Tales from WannaBea Farm
Joyce Stark
Growing up in a semirural area of Houston, I was always dragging home stray animals, one spring day I even found a dead ‘possum with live babies clinging to her. That was a real find, but I was on my way to school when I found her. Now I couldn’t just leave her for some other kid to find so what was I to do? Finally I picked her up and ran home just a fast as I could go and left her in the shade, on the cement blocks that were stacked up for steps, then turned and ran for school just as fast as I could go. Arriving at school, out of breath and panting for air, the teacher sent me to the principal. Again! As I opened his door he took one look at me and just pointed down the hallway to my room. I could never understand why the teacher was always sending me to see him as he never, ever said a word to me, just pointed, and I always went back to my classroom. The other kids were terrified of him and he was always spanking them, but not me. It was a real mystery to me. Only after I was grown did I learn that HE was afraid of my mother! I can understand that as I was afraid of her too.
After school the weather had warmed up and I dawdled along on my way home, playing a game of hopscotch with some other kids, chasing one of the boys and trying to hit him because he had ran up and kissed me on the cheek. Yeeuck, nasty kid! I stopped to talk to one of the gardeners working on the flower beds at a business building and talked him out of some plants to take home to my mother as a peace offering since I realized that I was going to be late getting home and Mama would be pretty mad.

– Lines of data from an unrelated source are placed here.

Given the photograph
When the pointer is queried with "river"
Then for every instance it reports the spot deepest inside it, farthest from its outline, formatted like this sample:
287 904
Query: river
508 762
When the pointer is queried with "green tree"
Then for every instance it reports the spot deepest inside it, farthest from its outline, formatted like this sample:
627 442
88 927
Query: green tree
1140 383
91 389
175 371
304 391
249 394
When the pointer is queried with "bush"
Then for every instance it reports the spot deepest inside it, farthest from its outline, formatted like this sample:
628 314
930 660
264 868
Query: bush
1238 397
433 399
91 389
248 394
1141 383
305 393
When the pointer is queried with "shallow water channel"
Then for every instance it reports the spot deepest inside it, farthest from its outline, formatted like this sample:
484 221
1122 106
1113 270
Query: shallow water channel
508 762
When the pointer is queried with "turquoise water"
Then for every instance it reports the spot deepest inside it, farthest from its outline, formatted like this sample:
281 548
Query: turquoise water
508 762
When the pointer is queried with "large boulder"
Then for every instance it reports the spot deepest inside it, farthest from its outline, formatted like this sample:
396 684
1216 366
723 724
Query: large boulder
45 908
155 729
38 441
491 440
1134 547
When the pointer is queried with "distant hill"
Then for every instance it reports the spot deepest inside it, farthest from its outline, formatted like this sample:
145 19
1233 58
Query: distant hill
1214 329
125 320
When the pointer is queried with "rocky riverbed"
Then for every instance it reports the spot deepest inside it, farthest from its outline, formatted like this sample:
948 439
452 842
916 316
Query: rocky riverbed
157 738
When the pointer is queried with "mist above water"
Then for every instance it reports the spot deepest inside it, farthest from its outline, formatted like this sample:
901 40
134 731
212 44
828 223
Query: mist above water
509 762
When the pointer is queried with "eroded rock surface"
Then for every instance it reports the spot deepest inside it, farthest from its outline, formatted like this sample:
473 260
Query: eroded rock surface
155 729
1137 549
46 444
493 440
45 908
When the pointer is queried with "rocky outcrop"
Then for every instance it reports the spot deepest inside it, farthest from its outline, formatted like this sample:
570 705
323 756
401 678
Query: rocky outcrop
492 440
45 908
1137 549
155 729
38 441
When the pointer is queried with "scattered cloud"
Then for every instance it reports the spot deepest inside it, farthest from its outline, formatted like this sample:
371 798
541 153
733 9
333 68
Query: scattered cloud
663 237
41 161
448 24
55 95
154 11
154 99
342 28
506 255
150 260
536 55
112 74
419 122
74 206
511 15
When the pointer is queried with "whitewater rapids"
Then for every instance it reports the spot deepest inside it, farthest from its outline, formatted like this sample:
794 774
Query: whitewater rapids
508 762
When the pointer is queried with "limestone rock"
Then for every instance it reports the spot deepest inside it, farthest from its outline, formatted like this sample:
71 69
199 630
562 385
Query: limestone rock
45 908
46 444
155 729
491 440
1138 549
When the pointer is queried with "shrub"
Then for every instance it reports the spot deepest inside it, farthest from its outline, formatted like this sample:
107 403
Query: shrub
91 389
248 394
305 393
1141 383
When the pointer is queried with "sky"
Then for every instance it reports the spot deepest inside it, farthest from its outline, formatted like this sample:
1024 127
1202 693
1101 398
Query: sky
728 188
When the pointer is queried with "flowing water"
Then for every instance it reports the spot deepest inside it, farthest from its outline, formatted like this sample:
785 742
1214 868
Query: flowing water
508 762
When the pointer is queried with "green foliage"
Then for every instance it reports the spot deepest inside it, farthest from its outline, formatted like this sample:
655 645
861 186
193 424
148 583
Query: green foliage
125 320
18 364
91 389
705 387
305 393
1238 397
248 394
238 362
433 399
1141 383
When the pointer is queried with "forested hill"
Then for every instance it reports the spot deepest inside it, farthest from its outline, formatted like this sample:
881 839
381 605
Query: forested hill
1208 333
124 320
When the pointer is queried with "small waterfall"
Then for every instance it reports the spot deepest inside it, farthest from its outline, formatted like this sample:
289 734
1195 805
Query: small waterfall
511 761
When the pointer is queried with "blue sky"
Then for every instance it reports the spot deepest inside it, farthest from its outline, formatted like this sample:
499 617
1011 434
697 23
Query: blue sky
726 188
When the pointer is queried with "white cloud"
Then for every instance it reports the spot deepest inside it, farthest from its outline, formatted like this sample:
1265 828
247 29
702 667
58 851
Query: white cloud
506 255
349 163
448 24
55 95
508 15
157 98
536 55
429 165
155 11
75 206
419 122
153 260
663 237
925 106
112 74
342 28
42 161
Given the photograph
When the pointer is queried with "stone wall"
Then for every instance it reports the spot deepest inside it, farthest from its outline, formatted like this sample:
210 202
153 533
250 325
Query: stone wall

Alas, going in the back door and yelling, “Mama, come see what I got for you”, my pretty plants went unnoticed as Mama, as soon as she saw me, went into a white rage the likes of which I had seldom seen. She was so mad that she couldn’t even talk and was just sputtering at me. Finally I understood the word, “’possum” and knew I was in real trouble.
“But Mama”, I wailed, “It has little babies”. She didn’t care, she wanted it gone. Opening the front door, I was greeted with a horrific smell. After leaving the ‘possum on the steps the sun had gradually moved around and cooked mama and baby ‘possums and they were really ripe, smelling like I had stumbled into a group of skunks having a “Who can make the worst smell contest”.
Seems like after I had left for school, Mama had decided to have one of those, “Kids are gone, house is clean and I’m going to pamper myself, days”. It was her and Daddy’s anniversary and she wanted to be pretty for him. She filled the old wash tub with hot water, a bucket at a time, climbed in the tub and soaked for a while before fixing her hair and putting on her best dress. She then headed next door to visit with the next door neighbor that I would be spending the night with while her and daddy went out to celebrate.
But as she opened the front door she was overwhelmed with the smell and as she stepped out to investigate (without looking down) she stepped on something soft and squishy. Startled she stepped back, lost her balance and fell into her newly planted and muddy flower bed. Wallowing around, trying to get up she somehow pulled old mama ‘possum and babies down on her head. The neighbors reported later that she really went ballistic then, screaming and clawing at her muddy face and hair. When she finally calmed down and went to clean up she had to bathe in dirty water as she wasn’t strong enough to empty the washtub. That was Daddy’s job and when he came home she was wearing an old dress and her hair was still wet and she was looking as she said, “Like a drowned rat”. I was hiding out at the neighbors, glad they were going out and hoping Mama would cool off before I had to go home. But Daddy said she was beautiful just the way she was and they must have had a good time that night as she was happy and laughing the next day.